Quand on s’intéresse aux jugements de confiance que portent les individus, on s’aperçoit qu’il existe une immense variabilité. Ainsi, une personne dépressive peut sous-estimer ses capacités à accomplir une tâche malgré une performance comparable aux autres, tandis qu’une personne souffrant de troubles cognitifs (dans un contexte de début de démence par exemple) peut continuer d’avoir confiance en ses capacités, malgré des déficits dans différents contextes.

Cette variabilité, dont les origines ne sont pas connues, s’exprime sous deux formes principales.

La première forme correspond au degré auquel les jugements de confiance portés par un individu lui permettent de discriminer entre ses propres réponses correctes et ses erreurs.

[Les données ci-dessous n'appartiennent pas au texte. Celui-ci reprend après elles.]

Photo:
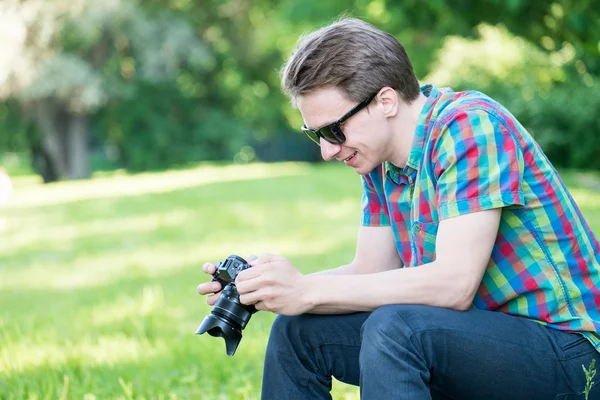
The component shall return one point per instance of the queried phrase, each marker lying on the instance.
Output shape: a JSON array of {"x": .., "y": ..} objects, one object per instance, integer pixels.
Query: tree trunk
[
  {"x": 52, "y": 142},
  {"x": 77, "y": 145}
]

On peut par exemple être surconfiant(e), mais être quand même un peu moins surconfiant(e) lorsque l’on s’est trompé(e) que lorsque l’on a raison. À l’inverse, on peut être surconfiant(e), mais de manière égale, quelle que soit la justesse de notre réponse, ce qui est « encore pire ».

La seconde forme principale de variabilité des jugements de confiance est due à l’existence (ou non), en moyenne, d’un décalage entre la confiance subjective et la performance objective, en considérant la notion de performance prise au sens large.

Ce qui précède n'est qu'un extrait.